Sydney Bauer is an Australian author who sets her books in the US and seems to have grasped the intricacies of the US political and judicial systems well. Undertow really is an old-fashioned legal thriller, focusing on the ways in which events, and people, can be manipulated to appear differently depending on interpretation. It is perhaps more than a little sad that I found it so easy to believe in a character like Rudolph Haynes who freely abuses his power as a politician to achieve his nastily racist ideals and a little less easy to swallow the ‘good guy’ and very likable Cavanagh.
Undertow was Bauer’s first novel and is a solid debut, bearing good similarities to the early John Grisham novels which I enjoyed.

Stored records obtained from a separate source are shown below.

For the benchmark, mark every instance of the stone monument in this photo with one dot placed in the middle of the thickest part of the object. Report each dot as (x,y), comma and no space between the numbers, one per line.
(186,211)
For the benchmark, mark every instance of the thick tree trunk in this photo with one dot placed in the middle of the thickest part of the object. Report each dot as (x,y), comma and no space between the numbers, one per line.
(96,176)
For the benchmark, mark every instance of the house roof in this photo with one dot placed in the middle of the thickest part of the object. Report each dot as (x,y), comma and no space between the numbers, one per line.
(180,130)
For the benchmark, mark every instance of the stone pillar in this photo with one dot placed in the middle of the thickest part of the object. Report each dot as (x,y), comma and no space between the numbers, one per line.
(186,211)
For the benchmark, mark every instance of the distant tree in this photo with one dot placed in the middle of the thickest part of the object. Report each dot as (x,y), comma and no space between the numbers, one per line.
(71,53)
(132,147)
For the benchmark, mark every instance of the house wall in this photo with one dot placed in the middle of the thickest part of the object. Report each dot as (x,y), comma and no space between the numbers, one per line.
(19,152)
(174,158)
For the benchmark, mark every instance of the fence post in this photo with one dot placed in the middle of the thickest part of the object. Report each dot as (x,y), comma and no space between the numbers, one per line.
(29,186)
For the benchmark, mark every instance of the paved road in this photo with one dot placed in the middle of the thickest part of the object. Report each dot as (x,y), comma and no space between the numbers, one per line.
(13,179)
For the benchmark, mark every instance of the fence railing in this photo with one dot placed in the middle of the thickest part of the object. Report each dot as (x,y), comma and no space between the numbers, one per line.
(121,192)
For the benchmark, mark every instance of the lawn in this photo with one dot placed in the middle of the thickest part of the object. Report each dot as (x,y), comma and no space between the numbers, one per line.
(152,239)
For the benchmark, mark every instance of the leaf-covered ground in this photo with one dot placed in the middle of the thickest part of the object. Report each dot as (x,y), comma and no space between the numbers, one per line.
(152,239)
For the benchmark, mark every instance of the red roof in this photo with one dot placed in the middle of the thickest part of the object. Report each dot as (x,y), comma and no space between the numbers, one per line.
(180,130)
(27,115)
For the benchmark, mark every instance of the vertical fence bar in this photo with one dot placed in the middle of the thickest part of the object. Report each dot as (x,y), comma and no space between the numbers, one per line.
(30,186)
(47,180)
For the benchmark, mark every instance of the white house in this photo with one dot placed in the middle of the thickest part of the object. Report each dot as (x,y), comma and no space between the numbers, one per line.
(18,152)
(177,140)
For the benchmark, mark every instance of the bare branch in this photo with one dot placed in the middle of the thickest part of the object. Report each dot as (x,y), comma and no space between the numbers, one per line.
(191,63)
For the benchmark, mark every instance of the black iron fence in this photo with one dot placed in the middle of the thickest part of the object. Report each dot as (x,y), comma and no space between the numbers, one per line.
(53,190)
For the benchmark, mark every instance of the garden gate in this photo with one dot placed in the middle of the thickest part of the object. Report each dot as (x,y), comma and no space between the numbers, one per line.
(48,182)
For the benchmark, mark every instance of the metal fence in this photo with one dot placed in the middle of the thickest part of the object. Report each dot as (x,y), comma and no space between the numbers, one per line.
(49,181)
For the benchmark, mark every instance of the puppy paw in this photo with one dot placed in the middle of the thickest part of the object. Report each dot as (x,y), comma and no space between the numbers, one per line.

It shows how a law suit can be put together in such a way that even when no one disagrees about the facts you can still tell wildly different stories.
On the issue of covers I am ever bemused. I presume the first two are supposed to both be Boston but they don’t even look like the same skyline to me. I’d have gone for the boat myself.
Bernadette – Thanks very much for this. It sounds from this review like a very solid novel, and when they’re done well, legal thrillers can be great.